TD Cowen acknowledged potential downside risk to second-quarter adjusted EBITDA and noted the possibility that First Watch might lower its 2025 adjusted EBITDA guidance.
However, the firm indicated that any potential guidance reduction would likely not be significant enough to materially impact consensus estimates among analysts.
TD Cowen continues to view First Watch as a "mispriced, high-quality growth concept," suggesting the restaurant chain’s stock may be undervalued relative to its growth potential.
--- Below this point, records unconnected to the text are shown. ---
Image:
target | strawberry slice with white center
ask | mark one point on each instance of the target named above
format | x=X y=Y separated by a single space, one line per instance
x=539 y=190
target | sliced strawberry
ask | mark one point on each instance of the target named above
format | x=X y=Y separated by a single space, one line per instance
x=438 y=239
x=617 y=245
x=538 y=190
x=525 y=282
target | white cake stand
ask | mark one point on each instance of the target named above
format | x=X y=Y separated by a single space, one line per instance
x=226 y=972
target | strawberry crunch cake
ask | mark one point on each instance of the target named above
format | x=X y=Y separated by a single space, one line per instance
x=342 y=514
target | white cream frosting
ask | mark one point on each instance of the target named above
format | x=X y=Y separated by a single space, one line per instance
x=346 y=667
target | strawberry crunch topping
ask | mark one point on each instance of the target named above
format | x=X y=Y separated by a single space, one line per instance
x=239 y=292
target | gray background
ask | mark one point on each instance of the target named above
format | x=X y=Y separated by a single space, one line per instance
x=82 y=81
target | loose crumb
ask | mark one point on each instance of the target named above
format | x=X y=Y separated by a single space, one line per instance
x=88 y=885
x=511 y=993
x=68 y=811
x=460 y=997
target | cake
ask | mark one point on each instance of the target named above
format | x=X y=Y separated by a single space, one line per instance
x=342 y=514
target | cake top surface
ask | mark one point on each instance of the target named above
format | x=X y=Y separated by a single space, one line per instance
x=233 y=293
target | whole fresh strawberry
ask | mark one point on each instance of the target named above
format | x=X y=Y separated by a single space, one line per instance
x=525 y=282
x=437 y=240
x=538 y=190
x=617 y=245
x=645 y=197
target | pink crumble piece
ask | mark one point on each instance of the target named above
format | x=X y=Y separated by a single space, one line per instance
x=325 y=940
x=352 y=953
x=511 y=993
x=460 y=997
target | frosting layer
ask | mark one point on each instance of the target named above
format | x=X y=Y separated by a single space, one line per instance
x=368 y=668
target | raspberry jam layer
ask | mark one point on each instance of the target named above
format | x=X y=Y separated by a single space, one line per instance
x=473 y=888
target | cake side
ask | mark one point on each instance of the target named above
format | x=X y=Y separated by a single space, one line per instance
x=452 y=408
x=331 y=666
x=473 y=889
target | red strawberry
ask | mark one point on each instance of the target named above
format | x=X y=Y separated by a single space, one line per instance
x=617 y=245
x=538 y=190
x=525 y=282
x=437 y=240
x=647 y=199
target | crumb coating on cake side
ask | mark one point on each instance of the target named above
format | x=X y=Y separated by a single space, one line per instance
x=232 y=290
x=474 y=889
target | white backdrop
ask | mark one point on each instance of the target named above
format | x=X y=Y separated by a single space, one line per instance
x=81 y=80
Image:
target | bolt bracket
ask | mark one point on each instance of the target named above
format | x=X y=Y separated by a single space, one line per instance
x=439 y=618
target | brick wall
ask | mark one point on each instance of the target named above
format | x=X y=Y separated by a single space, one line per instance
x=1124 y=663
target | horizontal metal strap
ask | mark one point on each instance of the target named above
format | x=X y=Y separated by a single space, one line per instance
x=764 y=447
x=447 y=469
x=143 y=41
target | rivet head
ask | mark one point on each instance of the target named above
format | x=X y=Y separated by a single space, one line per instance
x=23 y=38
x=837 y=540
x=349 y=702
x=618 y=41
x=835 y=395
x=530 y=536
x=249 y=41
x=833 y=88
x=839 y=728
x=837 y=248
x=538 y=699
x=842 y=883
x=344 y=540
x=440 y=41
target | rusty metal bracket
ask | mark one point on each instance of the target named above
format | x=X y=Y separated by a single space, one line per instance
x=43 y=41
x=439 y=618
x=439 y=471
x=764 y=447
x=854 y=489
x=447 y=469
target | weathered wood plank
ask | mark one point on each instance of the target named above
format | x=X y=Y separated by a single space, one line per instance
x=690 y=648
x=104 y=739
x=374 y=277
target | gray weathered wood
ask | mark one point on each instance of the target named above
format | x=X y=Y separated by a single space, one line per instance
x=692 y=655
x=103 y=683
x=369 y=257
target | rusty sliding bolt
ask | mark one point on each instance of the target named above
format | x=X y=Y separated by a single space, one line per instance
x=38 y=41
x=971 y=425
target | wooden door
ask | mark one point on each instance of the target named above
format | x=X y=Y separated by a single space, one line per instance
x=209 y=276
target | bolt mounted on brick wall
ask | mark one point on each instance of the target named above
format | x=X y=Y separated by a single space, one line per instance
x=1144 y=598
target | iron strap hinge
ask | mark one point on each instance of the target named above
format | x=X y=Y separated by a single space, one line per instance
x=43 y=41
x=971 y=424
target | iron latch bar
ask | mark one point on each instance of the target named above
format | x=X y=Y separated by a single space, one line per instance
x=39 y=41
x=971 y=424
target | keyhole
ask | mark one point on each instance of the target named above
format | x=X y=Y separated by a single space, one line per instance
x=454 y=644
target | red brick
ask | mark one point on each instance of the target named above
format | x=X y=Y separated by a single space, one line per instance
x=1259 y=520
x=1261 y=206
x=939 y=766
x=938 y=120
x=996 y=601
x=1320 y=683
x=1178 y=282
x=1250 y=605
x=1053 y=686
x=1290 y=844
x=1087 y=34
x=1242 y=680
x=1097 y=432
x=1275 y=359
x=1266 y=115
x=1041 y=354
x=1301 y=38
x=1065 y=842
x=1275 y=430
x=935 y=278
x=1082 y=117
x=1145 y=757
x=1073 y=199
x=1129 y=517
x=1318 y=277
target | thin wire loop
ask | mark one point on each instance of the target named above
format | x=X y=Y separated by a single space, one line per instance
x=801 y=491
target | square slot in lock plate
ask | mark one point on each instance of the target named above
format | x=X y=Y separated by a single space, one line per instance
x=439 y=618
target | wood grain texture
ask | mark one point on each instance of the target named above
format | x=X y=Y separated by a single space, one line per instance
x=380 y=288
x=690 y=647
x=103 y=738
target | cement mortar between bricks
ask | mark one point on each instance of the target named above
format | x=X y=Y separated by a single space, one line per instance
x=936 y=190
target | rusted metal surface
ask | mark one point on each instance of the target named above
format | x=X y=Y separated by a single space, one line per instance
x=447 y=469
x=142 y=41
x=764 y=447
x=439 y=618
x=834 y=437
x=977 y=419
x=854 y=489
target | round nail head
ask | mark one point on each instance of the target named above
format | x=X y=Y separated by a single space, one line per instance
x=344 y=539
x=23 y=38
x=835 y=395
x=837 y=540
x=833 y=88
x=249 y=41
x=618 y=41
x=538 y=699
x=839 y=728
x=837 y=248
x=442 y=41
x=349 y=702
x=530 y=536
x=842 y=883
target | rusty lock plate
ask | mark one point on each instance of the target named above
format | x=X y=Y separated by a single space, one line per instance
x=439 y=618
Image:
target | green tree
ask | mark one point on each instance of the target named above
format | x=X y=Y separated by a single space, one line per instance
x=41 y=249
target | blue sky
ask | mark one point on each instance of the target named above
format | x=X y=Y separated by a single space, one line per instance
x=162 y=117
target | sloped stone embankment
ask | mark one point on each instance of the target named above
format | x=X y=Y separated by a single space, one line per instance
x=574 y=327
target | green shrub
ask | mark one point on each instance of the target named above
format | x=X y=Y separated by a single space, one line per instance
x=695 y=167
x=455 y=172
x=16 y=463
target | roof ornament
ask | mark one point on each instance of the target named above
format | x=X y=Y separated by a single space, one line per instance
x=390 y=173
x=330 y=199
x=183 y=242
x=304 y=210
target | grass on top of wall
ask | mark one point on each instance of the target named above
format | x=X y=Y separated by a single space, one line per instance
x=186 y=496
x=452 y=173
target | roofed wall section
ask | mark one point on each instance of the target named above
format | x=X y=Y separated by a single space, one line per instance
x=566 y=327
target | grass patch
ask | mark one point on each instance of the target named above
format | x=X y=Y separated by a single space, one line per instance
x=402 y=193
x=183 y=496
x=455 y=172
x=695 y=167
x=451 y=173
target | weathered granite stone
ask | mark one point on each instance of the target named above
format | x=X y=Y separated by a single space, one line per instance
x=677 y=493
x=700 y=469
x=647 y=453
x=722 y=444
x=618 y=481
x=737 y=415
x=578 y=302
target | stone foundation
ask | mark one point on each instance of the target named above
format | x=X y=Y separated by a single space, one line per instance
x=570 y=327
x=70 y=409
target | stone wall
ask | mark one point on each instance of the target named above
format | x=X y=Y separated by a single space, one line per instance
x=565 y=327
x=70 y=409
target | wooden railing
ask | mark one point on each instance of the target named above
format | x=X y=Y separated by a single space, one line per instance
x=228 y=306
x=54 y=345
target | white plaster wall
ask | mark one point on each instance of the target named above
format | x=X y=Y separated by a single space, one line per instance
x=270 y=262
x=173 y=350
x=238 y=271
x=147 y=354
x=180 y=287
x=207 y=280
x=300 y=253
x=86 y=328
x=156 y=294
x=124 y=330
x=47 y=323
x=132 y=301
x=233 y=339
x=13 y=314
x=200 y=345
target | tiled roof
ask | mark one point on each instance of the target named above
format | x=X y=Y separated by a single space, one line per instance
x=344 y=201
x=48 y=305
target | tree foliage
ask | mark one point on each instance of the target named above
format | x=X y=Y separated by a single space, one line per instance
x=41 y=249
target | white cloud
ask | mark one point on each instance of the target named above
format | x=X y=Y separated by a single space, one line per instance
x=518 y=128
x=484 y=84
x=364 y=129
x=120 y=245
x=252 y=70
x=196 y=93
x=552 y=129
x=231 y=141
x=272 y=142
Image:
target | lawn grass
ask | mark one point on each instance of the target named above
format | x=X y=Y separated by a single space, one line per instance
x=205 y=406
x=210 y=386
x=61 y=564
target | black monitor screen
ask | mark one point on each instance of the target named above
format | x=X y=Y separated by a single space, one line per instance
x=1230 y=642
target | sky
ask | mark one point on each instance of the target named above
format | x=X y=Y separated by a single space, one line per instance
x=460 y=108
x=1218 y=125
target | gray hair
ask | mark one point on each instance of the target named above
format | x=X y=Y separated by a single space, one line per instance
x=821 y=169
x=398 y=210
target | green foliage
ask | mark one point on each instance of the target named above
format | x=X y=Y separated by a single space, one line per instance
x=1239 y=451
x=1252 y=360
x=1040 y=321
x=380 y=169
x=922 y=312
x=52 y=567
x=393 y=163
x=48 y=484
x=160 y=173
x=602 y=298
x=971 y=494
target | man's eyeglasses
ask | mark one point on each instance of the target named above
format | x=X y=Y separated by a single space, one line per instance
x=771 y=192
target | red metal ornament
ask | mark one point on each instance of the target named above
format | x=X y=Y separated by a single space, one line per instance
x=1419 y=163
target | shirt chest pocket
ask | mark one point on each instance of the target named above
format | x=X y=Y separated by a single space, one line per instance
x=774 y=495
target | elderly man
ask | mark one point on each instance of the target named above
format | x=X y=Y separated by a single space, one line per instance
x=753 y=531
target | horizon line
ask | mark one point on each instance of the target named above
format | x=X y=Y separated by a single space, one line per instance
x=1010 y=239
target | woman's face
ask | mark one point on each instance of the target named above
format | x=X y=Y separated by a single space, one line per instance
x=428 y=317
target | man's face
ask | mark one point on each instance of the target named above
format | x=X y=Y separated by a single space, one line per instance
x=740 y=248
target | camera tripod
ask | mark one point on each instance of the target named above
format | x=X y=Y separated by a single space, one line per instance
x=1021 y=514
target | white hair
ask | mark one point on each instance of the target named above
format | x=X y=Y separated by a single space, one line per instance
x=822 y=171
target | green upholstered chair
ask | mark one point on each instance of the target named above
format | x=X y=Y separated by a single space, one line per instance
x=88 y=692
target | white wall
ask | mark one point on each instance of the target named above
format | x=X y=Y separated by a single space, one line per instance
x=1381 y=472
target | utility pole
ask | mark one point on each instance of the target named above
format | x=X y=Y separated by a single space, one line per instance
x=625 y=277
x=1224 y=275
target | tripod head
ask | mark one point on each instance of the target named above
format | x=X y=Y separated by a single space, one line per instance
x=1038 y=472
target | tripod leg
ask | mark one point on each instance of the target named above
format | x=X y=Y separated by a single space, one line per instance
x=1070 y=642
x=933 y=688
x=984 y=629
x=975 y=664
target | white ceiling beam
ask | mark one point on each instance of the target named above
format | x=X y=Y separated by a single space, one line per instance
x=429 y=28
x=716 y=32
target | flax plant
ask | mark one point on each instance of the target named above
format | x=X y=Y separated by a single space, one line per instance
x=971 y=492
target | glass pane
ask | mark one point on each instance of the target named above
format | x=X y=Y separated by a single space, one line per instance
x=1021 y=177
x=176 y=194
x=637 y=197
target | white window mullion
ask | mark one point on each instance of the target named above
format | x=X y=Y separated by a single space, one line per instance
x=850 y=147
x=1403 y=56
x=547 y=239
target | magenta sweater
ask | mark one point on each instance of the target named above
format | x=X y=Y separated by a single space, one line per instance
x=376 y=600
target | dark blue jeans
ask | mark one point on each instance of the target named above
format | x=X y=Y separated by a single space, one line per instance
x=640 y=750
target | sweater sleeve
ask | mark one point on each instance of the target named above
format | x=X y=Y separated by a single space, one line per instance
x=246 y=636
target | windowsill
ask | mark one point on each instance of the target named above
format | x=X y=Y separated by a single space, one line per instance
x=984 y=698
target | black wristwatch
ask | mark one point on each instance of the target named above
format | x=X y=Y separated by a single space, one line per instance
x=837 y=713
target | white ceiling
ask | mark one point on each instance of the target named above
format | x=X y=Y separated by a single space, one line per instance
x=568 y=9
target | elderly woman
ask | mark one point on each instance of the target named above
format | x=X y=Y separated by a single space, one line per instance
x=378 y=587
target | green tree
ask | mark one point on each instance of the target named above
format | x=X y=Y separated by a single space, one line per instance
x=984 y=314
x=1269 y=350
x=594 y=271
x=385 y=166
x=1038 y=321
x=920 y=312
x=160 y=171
In other recent news, First Watch Restaurant Group reported its first-quarter 2025 earnings, which fell short of forecasts. The company experienced a net loss with earnings per share at -$0.01, missing the expected $0.04, despite a 16.4% increase in revenue to $282.2 million. Following these results, Raymond (NSE:RYMD) James adjusted its outlook on First Watch, reducing the price target from $25.00 to $21.00 but maintained a Strong Buy rating. Stifel also revised its price target from $18.00 to $17.00, maintaining a Hold rating, due to weaker-than-expected first-quarter comparable sales. Despite the softer performance, First Watch has kept its revenue forecast for the full year, citing improved traffic trends in March and April. However, the company lowered its EBITDA projections significantly due to rising costs. Stifel analysts noted the sharp decline in stock price following the substantial cut in EBITDA guidance. Meanwhile, Raymond James analysts felt the approximately 18% drop in stock price was excessive given the results.